Similarly to gather loads, I've updated intrinisics for scatter stores ("vector base, scalar offset").

Also updated the intrinsics names in sve-gather-scatter-dag-combine.ll.

efriedma added inline comments.Jan 15 2020, 11:28 AM

"GLD1_IMM requires that the offset is an immediate in the range 0-31" is not correct, in general; the immediate is multiplied by the element size.

andwar updated this revision to Diff 238444.Jan 16 2020, 3:07 AM
andwar marked 2 inline comments as done.
  • Fix the offset limit in GLD1_IMM and SST1_IMM (now it depends on the size of the underylying datatype)
  • Update the tests accordingly
sdesmalen added inline comments.Jan 16 2020, 4:05 AM

This code should not interpret the offset as a byte offset and then scale the offset limit, but rather scale the offset with the element size before swapping Base and Offset.

Perhaps we should rename the intrinsic to llvm.aarch64.sve.ld1.gather.scalar.index to clarify the distinction between it being a scaled and unscaled offset (this also gives it the same name as in the ACLE and the architecture spec).


this needs to be a mov w8, #128 (scaled by the element size, 4) instead.

sdesmalen requested changes to this revision.Jan 16 2020, 4:05 AM
This revision now requires changes to proceed.Jan 16 2020, 4:05 AM
sdesmalen added inline comments.Jan 16 2020, 6:51 AM

Sorry, I pasted this with the wrong example. My comment related to llvm.aarch64.sve.ld1.gather.scalar.offset.nxv4i32.nxv4i32.

andwar updated this revision to Diff 238536.Jan 16 2020, 9:59 AM

Fix the scaling of the offset

When switching from GLD1_IMM to GLD1 or GLD1_UXTW, the original index needs to be scaled by the size of the underlying data to be loaded.
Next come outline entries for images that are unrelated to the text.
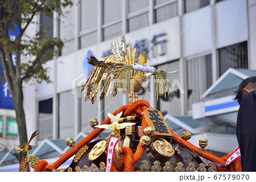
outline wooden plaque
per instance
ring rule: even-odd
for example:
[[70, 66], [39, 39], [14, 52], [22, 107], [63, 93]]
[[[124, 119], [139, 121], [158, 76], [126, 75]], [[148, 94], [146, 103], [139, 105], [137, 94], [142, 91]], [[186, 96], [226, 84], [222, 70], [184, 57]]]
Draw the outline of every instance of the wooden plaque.
[[144, 110], [143, 115], [147, 126], [152, 126], [155, 129], [154, 135], [167, 137], [172, 136], [160, 111], [153, 107], [149, 107]]

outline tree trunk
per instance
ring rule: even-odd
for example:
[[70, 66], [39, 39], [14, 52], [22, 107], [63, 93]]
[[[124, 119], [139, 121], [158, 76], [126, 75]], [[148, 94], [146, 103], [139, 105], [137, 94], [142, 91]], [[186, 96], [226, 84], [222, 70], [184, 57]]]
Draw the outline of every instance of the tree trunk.
[[[18, 129], [19, 130], [19, 139], [20, 147], [28, 142], [27, 129], [26, 126], [25, 113], [23, 109], [23, 93], [22, 90], [22, 81], [20, 78], [18, 80], [16, 86], [13, 88], [14, 96], [12, 96], [14, 110], [16, 114]], [[20, 161], [23, 156], [26, 156], [26, 153], [21, 152], [19, 155], [19, 160]]]

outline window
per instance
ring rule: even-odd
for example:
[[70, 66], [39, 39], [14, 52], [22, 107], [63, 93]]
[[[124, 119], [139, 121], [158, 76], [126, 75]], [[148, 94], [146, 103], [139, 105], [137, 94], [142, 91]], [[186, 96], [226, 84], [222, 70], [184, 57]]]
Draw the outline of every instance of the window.
[[155, 22], [158, 23], [178, 15], [177, 1], [156, 0], [154, 7]]
[[220, 76], [229, 68], [248, 68], [247, 42], [218, 49]]
[[[48, 16], [44, 13], [40, 14], [40, 31], [46, 32], [47, 36], [49, 37], [53, 37], [53, 19], [52, 18], [52, 13], [51, 17]], [[42, 37], [42, 35], [41, 35]]]
[[15, 119], [7, 118], [6, 127], [7, 136], [16, 136], [18, 135], [18, 125]]
[[210, 0], [184, 0], [184, 13], [199, 9], [210, 5]]
[[3, 136], [3, 117], [0, 116], [0, 137]]
[[[179, 61], [175, 60], [167, 63], [164, 63], [157, 66], [157, 69], [164, 70], [166, 72], [173, 71], [177, 69], [178, 71], [168, 74], [169, 82], [171, 84], [174, 90], [174, 94], [170, 95], [170, 97], [160, 96], [158, 98], [157, 109], [160, 110], [164, 116], [166, 114], [181, 114], [181, 101], [180, 94], [182, 93], [183, 89], [180, 84], [180, 69]], [[171, 90], [170, 90], [171, 92]], [[155, 94], [152, 93], [152, 94]]]
[[63, 10], [63, 16], [60, 19], [60, 38], [64, 42], [61, 55], [65, 55], [75, 51], [75, 36], [73, 32], [75, 24], [75, 11], [73, 6], [71, 9]]
[[119, 37], [122, 32], [122, 1], [103, 1], [103, 40]]
[[129, 32], [148, 26], [148, 1], [129, 0], [127, 16]]
[[80, 48], [91, 46], [98, 42], [98, 1], [81, 1]]
[[52, 98], [39, 102], [39, 139], [52, 137]]
[[0, 137], [16, 137], [18, 134], [15, 119], [0, 116]]
[[59, 134], [60, 139], [75, 136], [74, 98], [71, 90], [59, 94]]
[[187, 60], [188, 110], [193, 103], [201, 101], [200, 96], [212, 84], [212, 55]]

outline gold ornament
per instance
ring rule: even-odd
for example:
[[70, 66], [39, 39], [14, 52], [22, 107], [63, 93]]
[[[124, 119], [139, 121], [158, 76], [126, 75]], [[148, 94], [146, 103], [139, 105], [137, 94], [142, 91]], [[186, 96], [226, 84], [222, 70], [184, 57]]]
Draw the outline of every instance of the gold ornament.
[[105, 172], [106, 171], [106, 166], [105, 166], [105, 163], [103, 162], [100, 163], [99, 169], [100, 172]]
[[199, 164], [199, 167], [196, 169], [197, 172], [206, 172], [207, 169], [205, 168], [205, 163], [201, 163]]
[[206, 147], [207, 147], [207, 145], [208, 144], [208, 142], [206, 138], [200, 138], [199, 139], [199, 146], [202, 148], [204, 148]]
[[28, 156], [30, 155], [30, 152], [28, 150], [32, 148], [32, 146], [30, 145], [30, 143], [31, 142], [32, 139], [39, 133], [40, 132], [38, 133], [38, 130], [35, 131], [32, 134], [28, 142], [25, 142], [20, 148], [17, 146], [17, 148], [16, 148], [16, 151], [17, 152], [20, 151], [23, 152], [27, 152], [27, 155]]
[[68, 168], [68, 172], [72, 172], [72, 168], [69, 167]]
[[98, 142], [91, 150], [89, 154], [89, 160], [94, 161], [97, 159], [102, 153], [106, 155], [107, 142], [103, 140]]
[[196, 168], [195, 168], [195, 164], [193, 162], [188, 164], [188, 167], [186, 168], [187, 172], [195, 172], [196, 171]]
[[148, 126], [144, 129], [143, 133], [146, 135], [152, 135], [155, 133], [155, 129], [152, 126]]
[[191, 133], [188, 131], [183, 132], [181, 133], [181, 138], [185, 140], [188, 140], [191, 138]]
[[170, 161], [167, 161], [165, 163], [166, 166], [163, 168], [163, 171], [164, 172], [171, 172], [174, 170], [174, 168], [172, 167], [172, 163]]
[[90, 172], [90, 171], [88, 169], [88, 167], [86, 165], [84, 165], [82, 168], [84, 169], [84, 172]]
[[82, 155], [84, 155], [84, 153], [86, 151], [86, 150], [88, 149], [88, 146], [84, 146], [82, 147], [79, 151], [76, 153], [76, 155], [74, 158], [74, 162], [75, 163], [77, 163], [79, 159], [80, 159]]
[[208, 168], [209, 172], [216, 172], [217, 171], [217, 168], [216, 165], [215, 165], [214, 163], [212, 163], [210, 165], [210, 167]]
[[140, 142], [142, 144], [147, 146], [150, 143], [151, 139], [150, 139], [150, 137], [147, 135], [143, 136], [140, 140]]
[[183, 163], [179, 162], [177, 163], [177, 167], [175, 167], [175, 170], [176, 172], [184, 172], [185, 169], [183, 167]]
[[95, 129], [95, 126], [98, 125], [98, 120], [96, 118], [92, 118], [90, 120], [90, 126]]
[[75, 141], [72, 138], [67, 138], [65, 143], [68, 147], [73, 147], [75, 146]]
[[162, 138], [152, 142], [150, 150], [154, 158], [161, 162], [169, 160], [175, 152], [171, 143]]
[[160, 162], [156, 160], [154, 162], [154, 166], [151, 167], [151, 171], [159, 172], [162, 169], [162, 167], [160, 166]]
[[97, 168], [96, 165], [94, 164], [92, 164], [92, 166], [90, 166], [90, 167], [92, 168], [90, 172], [98, 172], [98, 169]]
[[149, 161], [147, 160], [143, 160], [142, 162], [142, 164], [139, 166], [139, 171], [141, 172], [148, 172], [150, 169], [150, 166], [148, 164]]
[[80, 171], [80, 168], [79, 166], [76, 166], [75, 169], [76, 170], [76, 172], [81, 172]]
Also, the index needs to be in the range [0, 31]. This patch addresses that.


  • Renamed llvm.aarch64.sve.ld1.gather.scalar.offset to llvm.aarch64.sve.ld1.gather.scalar.index
  • Renamed the corresponding test files
  • Updated the tests so that 32 is used as the lowest out of range value for an immediate index
  • Similar changes for scatter stores
efriedma added inline comments.Jan 16 2020, 2:32 PM

Does it actually make sense to expose both llvm.aarch64.sve.ld1.gather.scalar.index and llvm.aarch64.sve.ld1.gather.scalar? Yes, the ACLE has both "(vector base, scalar index)" and "(vector base, scalar offset in bytes)" intrinsics, but the "(vector base, scalar index)" intrinsics don't map to any single instruction if the index isn't a small constant. You have to emit a separate shift instruction.
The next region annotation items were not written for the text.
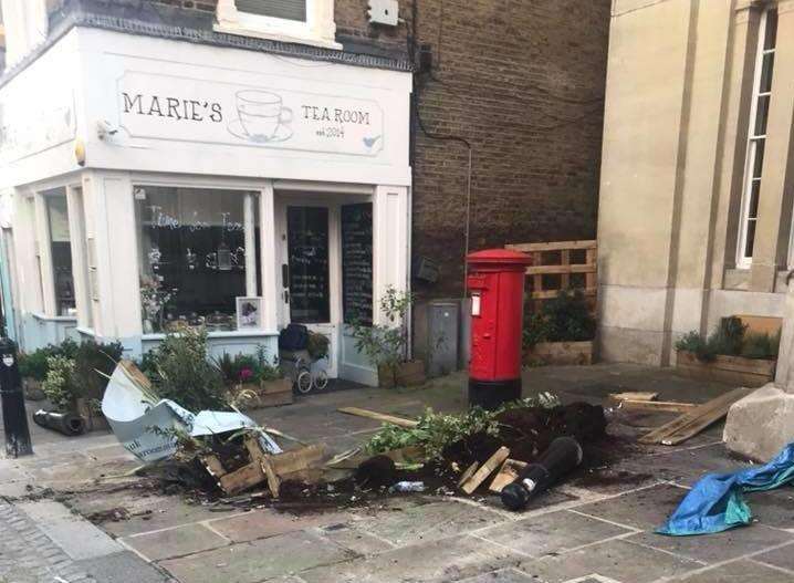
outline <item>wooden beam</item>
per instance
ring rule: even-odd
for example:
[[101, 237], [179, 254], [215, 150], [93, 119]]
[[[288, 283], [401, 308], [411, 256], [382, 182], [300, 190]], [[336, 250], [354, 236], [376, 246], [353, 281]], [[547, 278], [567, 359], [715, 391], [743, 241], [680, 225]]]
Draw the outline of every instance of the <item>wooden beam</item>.
[[377, 413], [368, 409], [361, 409], [358, 407], [339, 407], [339, 413], [346, 413], [347, 415], [355, 415], [356, 417], [366, 417], [368, 419], [375, 419], [376, 421], [389, 423], [399, 427], [414, 428], [419, 425], [419, 421], [415, 419], [406, 419], [405, 417], [396, 417], [394, 415], [387, 415], [385, 413]]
sdesmalen added inline comments.Jan 17 2020, 2:07 AM

You're absolutely right; when I checked the ACLE document, I completely overlooked the intrinsics for scalar byte offsets. I agree it makes little sense to support two intrinsics in that case. Sorry for the confusion!

andwar updated this revision to Diff 238744.Jan 17 2020, 4:23 AM

Revert previous patch and settle on llvm.aarch64.sve.ld1.gather.scalar.offset

Based on the overall feedback, llvm.aarch64.sve.ld1.gather.scalar.offset feels sufficient to cover all cases:

  • For "vector base, scalar index" ACLE intrinisics we will have to do the scaling in clang. It is then mapped to GLD1_IMM provided that the index is within the supported range.
  • For "vector base, scalar offset" we have 1:1 mapping between the ACLE and IR intrinsic and then in DAG Combine we map it to either GLD1 or GLD1_UXTW
  • For "vector base, scalar index" ACLE intriniscs where the index is out-of-range, we fall-back to "vector base, scalar offset"

I've kept the changes for scatter stores.

andwar marked 3 inline comments as done.Jan 20 2020, 1:49 AM
andwar added inline comments.

The offset in llvm.aarch64.sve.ld1.gather.scalar.offset.nxv4i32.nxv4i32 represent bytes, so it doesn't require scaling.

sdesmalen accepted this revision.Jan 20 2020, 3:27 AM



nit: SrcEltVT is fixed-sized, so you can ask for getFixedSize() here.


nit: !OffsetConst


nit: perhaps add an assert here that Base.getValueType().getSimpleVT().SimpleTy == MVT::nxv2i64 ?


Maybe worth adding one test-case with a negative value (that should be covered by the use of getZExtValue()) ?

This revision is now accepted and ready to land.Jan 20 2020, 3:27 AM
This revision was automatically updated to reflect the committed changes.
andwar marked an inline comment as done.